Si slanciò fuori della cabina e discese nella stiva.
Tremal-Naik e i suoi compagni lo attendevano colle
rivoltelle in pugno.
- Ebbene? - chiese il cacciatore di serpenti, saltando in
piedi.
- La macchina è nostra e il capitano ha bevuto il narcotico, -
risposte Hider.
- L'equipaggio?
- Tutto in coperta e senz'armi.
- Saliamo.
- Adagio, compagni. Bisogna prendere i marinai fra due fuochi,
per impedire che si barrichino sotto il castello di prua. Tu,
Tremal-Naik, rimani qui con cinque uomini e io cogli altri
raggiungo la camera comune. Al primo sparo salite sul ponte.
- Siamo d'accordo.
Hider impugnò una rivoltella nella dritta e una scure nella
sinistra ed attraversò la stiva ingombra di cannoni smontati, di botti e di
barilotti. Cinque thugs lo seguirono.
Dalla stiva il drappello passò nella camera comune e salì la
scala.
- Preparate le armi e fuoco di fila, - comandò Hider.
I sei uomini irruppero sul ponte gettando selvaggi clamori.
L'equipaggio si slanciò a prua, non sapendo ancora di cosa si
trattava.
Un colpo di rivoltella echeggiò abbattendo il
mastro-cannoniere.
-Kâlì!... Kâlì... - urlarono i thugs.
Era il grido di guerra degli strangolatori e fu appoggiato da
una tremenda grandinata di palle.
Alcuni uomini rotolarono sul ponte. Gli altri, smarriti,
sorpresi da quell'improvviso attacco, che certamente non s'aspettavano, si
precipitarono a poppa gettando urla di terrore.

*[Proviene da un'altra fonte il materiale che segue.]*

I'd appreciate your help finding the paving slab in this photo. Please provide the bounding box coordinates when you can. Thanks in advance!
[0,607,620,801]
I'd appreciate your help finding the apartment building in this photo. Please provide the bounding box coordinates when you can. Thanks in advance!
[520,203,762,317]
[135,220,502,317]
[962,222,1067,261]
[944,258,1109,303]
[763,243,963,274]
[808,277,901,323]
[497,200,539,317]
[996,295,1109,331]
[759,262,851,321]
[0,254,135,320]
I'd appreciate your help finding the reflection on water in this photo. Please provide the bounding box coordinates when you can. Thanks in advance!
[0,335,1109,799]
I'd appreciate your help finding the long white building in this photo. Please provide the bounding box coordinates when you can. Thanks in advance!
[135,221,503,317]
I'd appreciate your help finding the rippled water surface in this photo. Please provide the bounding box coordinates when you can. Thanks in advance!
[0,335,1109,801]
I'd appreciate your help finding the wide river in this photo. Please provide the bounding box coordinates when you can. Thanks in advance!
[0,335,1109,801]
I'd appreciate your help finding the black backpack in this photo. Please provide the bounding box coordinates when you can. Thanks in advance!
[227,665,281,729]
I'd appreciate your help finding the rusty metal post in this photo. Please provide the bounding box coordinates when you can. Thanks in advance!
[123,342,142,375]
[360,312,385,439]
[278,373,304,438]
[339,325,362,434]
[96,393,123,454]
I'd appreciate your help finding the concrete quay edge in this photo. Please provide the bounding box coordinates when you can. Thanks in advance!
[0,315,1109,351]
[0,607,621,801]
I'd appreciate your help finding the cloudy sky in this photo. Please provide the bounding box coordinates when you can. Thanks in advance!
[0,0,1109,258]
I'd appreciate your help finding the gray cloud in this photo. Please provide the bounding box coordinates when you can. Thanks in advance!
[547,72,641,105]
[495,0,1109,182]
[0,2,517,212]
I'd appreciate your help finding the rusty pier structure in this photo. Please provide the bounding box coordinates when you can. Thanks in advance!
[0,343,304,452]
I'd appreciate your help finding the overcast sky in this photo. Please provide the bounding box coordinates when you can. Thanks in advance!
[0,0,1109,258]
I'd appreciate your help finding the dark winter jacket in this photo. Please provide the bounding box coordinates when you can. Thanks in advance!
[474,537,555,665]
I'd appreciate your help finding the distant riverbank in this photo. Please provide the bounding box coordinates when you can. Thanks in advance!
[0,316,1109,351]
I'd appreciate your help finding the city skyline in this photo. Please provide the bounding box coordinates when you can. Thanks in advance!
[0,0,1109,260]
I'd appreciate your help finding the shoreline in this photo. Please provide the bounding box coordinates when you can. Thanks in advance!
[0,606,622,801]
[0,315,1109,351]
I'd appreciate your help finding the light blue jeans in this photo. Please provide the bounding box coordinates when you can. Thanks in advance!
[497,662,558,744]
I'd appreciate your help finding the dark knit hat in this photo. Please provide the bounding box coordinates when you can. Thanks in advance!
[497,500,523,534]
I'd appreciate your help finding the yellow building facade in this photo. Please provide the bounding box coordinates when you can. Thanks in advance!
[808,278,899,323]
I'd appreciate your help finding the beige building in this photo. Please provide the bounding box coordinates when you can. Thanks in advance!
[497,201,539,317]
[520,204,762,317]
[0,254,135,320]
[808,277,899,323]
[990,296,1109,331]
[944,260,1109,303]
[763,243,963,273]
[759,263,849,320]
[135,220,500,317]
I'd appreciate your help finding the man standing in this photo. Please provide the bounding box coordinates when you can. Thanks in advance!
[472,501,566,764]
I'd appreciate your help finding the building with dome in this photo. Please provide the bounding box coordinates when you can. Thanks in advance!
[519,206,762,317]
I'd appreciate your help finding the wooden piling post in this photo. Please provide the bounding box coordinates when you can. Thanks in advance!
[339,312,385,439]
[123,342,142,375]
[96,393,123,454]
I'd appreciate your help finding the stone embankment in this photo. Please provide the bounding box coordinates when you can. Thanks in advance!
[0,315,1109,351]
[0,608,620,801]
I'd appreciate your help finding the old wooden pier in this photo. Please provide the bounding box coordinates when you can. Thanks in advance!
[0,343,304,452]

- Kâlì!... Kâlì! - rimbombò a poppa.
Tremal Naik e i suoi uomini s'erano slanciati sul cassero
colle rivoltelle nella dritta ed i pugnali nella sinistra.

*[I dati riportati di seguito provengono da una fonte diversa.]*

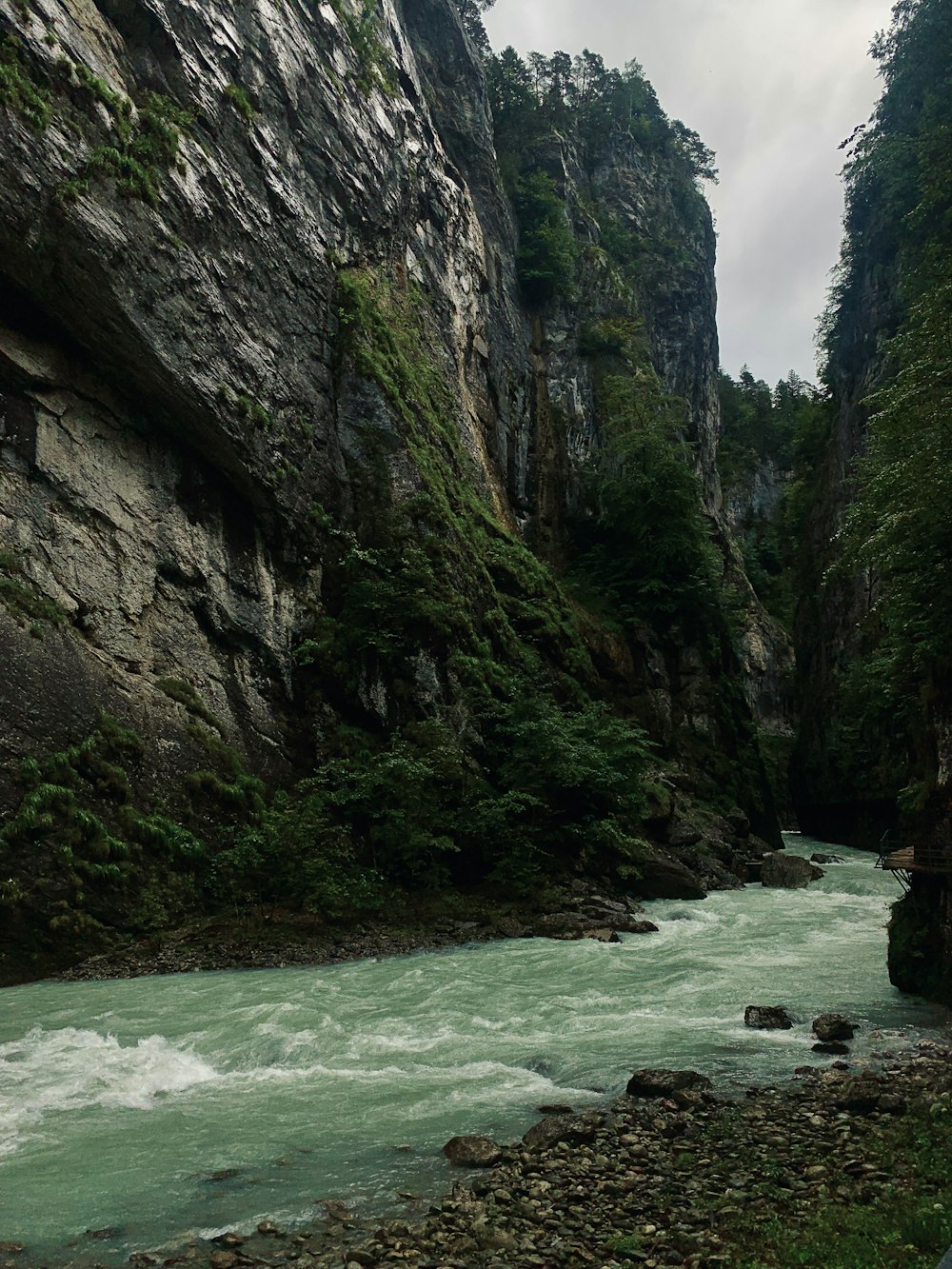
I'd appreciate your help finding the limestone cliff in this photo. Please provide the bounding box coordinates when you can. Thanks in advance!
[0,0,776,974]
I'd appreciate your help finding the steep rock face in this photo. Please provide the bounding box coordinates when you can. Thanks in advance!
[0,0,776,974]
[792,252,900,847]
[0,3,528,791]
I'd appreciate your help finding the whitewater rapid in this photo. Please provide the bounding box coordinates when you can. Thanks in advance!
[0,838,944,1264]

Alcune detonazioni rintronarono.
Una confusione indescrivibile accadde a bordo della
cannoniera, la quale, senza timoniere, andava a traverso alla corrente.

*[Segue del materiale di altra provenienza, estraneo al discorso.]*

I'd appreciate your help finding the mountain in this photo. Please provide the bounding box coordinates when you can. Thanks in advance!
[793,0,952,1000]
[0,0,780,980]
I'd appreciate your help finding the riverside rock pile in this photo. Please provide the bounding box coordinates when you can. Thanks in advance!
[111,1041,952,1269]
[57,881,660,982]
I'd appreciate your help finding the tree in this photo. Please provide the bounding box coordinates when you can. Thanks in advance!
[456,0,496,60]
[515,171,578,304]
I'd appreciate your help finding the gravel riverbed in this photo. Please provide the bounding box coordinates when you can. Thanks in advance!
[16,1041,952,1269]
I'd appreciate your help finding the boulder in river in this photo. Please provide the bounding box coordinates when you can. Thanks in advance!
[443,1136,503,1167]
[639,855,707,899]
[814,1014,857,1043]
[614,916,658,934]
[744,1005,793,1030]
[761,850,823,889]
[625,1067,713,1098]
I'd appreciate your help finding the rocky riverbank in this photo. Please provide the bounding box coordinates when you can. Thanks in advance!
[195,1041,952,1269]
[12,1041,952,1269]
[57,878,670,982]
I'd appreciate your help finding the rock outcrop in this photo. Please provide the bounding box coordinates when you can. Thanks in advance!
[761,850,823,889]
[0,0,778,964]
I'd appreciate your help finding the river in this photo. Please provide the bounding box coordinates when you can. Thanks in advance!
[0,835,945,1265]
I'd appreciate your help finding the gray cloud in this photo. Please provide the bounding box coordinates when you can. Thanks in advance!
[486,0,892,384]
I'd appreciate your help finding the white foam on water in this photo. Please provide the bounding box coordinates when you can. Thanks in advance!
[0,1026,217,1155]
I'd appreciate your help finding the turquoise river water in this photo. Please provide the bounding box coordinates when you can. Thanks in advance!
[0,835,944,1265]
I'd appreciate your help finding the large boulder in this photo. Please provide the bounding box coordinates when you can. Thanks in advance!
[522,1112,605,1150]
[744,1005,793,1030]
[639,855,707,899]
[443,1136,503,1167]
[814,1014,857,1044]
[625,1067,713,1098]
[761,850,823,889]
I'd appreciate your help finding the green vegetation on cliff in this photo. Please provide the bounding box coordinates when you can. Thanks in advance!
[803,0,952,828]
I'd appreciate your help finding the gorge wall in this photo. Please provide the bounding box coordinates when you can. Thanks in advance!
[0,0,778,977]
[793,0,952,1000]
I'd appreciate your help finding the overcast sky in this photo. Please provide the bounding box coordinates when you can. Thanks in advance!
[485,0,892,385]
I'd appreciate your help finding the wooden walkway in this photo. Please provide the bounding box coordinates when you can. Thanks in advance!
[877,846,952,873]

Gli inglesi, presi tra due fuochi, cominciarono a perdere la
testa.
Per fortuna l'ufficiale di quarto non era stato ancora ucciso.
D'un balzo si gettò giù dalla lunetta colla sciabola in pugno.
- A me, marinai! - urlò egli.
Gli inglesi si radunarono in un baleno attorno a lui e si
avventarono a poppa impugnando i coltelli, le scuri, le manovelle.
Il cozzo fu terribile. I thugs di
Tremal-Naik furono ributtati da quella valanga d'uomini.
L'ufficiale di quarto s'impadronì del cannone, ma la vittoria
fu di breve durata.
Hider si era messo alla testa dei suoi e li assaliva alle
spalle pronto a comandare fuoco.
- Signor tenente, - gridò, puntando verso di lui la
rivoltella.
- Cosa vuoi, miserabile? - urlò l'ufficiale.
- Arrendetevi e vi giuro che non verrà torto un sol capello né
a voi, né ai vostri marinai.
- No!
- Vi avverto che abbiamo cinquanta colpi ciascuno da sparare.
Ogni resistenza sarebbe inutile.
- E cosa farai di noi?
- Vi faremo scendere nelle imbarcazioni e vi lascieremo liberi
di sbarcare sull'una o sull'altra riva del fiume.
- E della cannoniera cosa vuoi farne?
- Non posso dirlo. Orsù, o la resa o io comando il fuoco.
- Arrendiamoci, tenente, - gridarono i marinai che si vedevano
ormai in balìa di Hider.
Il tenente, dopo d'aver esitato, spezzò la spada e la gettò
nel fiume.
Gli strangolatori si slanciarono sui marinai, li disarmarono e
li fecero scendere nelle due baleniere, calandovi il capitano che ancora
dormiva e l'ingegnere.
- Buona fortuna! gridò il quartier-mastro.
- Se ti prendo ti farò appiccare, - rispose il tenente,
mostrandogli il pugno.
- Come vi piacerà. -
E la cannoniera riprese la corsa, mentre le imbarcazioni si
dirigevano verso la sponda del fiume.